Die Corona-Infektionszahlen in Skandinavien sind ähnlich hoch wie bei uns. Dennoch feiern Schweden und Norweger

In einigen Staaten ist es ein Grund zum Feiern: Nach den düsteren Monaten der Corona-Einschränkungen und der Lockdowns kehren sie zur Normalität zurück. Den besonderen Tag, an dem alle Maßnahmen weitestgehend aufgehoben wurden, nannten die Briten "Freedom Day". Einige andere europäische Länder folgten dem Beispiel, darunter auch Dänemark, Norwegen und Schweden: Dort gibt es keine Abstandsregeln und Personenbeschränkungen mehr, es ist kein Impf- oder Testnachweis mehr erforderlich.

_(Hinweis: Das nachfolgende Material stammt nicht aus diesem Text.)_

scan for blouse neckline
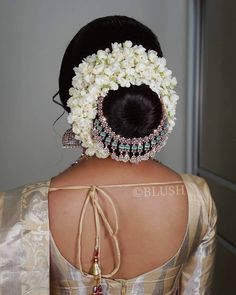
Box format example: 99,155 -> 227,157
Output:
47,173 -> 192,282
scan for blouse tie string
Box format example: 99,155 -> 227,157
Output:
76,185 -> 120,278
50,185 -> 120,278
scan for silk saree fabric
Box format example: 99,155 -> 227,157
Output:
0,174 -> 217,295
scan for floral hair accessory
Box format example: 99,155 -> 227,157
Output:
64,41 -> 179,163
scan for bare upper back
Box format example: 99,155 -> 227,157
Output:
49,158 -> 188,279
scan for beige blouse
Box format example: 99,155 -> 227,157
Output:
0,174 -> 217,295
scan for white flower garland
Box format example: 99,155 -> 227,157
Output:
67,41 -> 179,158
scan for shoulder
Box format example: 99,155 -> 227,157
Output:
0,179 -> 50,197
183,173 -> 217,227
0,180 -> 50,229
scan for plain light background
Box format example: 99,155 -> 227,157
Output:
0,0 -> 187,190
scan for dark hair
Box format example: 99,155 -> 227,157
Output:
59,15 -> 163,137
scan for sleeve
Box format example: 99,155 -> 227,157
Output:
178,180 -> 217,295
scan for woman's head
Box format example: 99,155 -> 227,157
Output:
59,15 -> 163,137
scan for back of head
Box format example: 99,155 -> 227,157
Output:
59,15 -> 163,137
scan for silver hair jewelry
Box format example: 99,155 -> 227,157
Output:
62,128 -> 81,148
92,97 -> 168,163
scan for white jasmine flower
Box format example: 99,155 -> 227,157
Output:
67,40 -> 179,158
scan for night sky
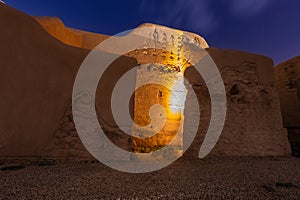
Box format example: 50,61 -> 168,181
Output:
0,0 -> 300,63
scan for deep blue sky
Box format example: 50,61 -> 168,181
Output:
4,0 -> 300,63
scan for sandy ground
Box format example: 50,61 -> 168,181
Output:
0,157 -> 300,199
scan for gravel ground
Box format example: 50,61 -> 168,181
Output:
0,157 -> 300,199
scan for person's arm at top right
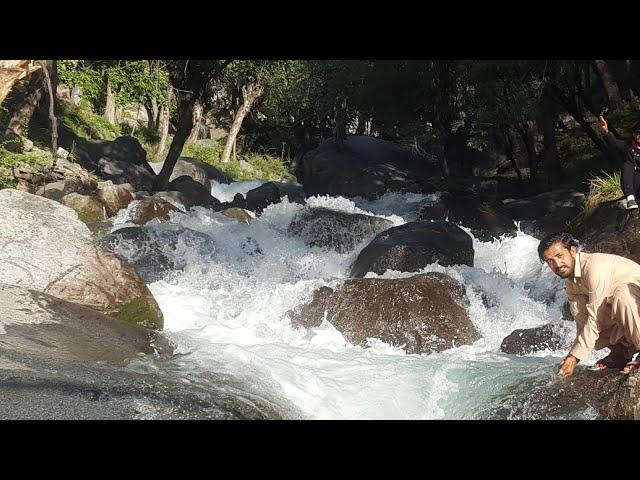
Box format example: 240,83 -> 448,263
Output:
598,115 -> 626,150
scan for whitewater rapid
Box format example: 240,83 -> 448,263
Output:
114,182 -> 603,419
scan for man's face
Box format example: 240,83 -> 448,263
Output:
542,242 -> 578,278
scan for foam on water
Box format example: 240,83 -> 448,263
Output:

Die Bevölkerung in Deutschland schaut mit einem Gefühlsmix aus Verwunderung, Neid und Sorgen nach Skandinavien. Wann gibt es einen "Freedom Day" in der Bundesrepublik? Darüber wird auch hierzulande diskutiert, spätestens seitdem Kassenärzte-Chef Andreas Gassen einen deutschen Freiheitstag ins Gespräch gebracht hat. Dabei ist eines offenbar klar: Die komplette Aufhebung der Maßnahmen in den kommenden Herbst- und Wintermonaten ist schlicht nicht realistisch. Die Gefahr einer neuen Corona-Welle ist zu groß.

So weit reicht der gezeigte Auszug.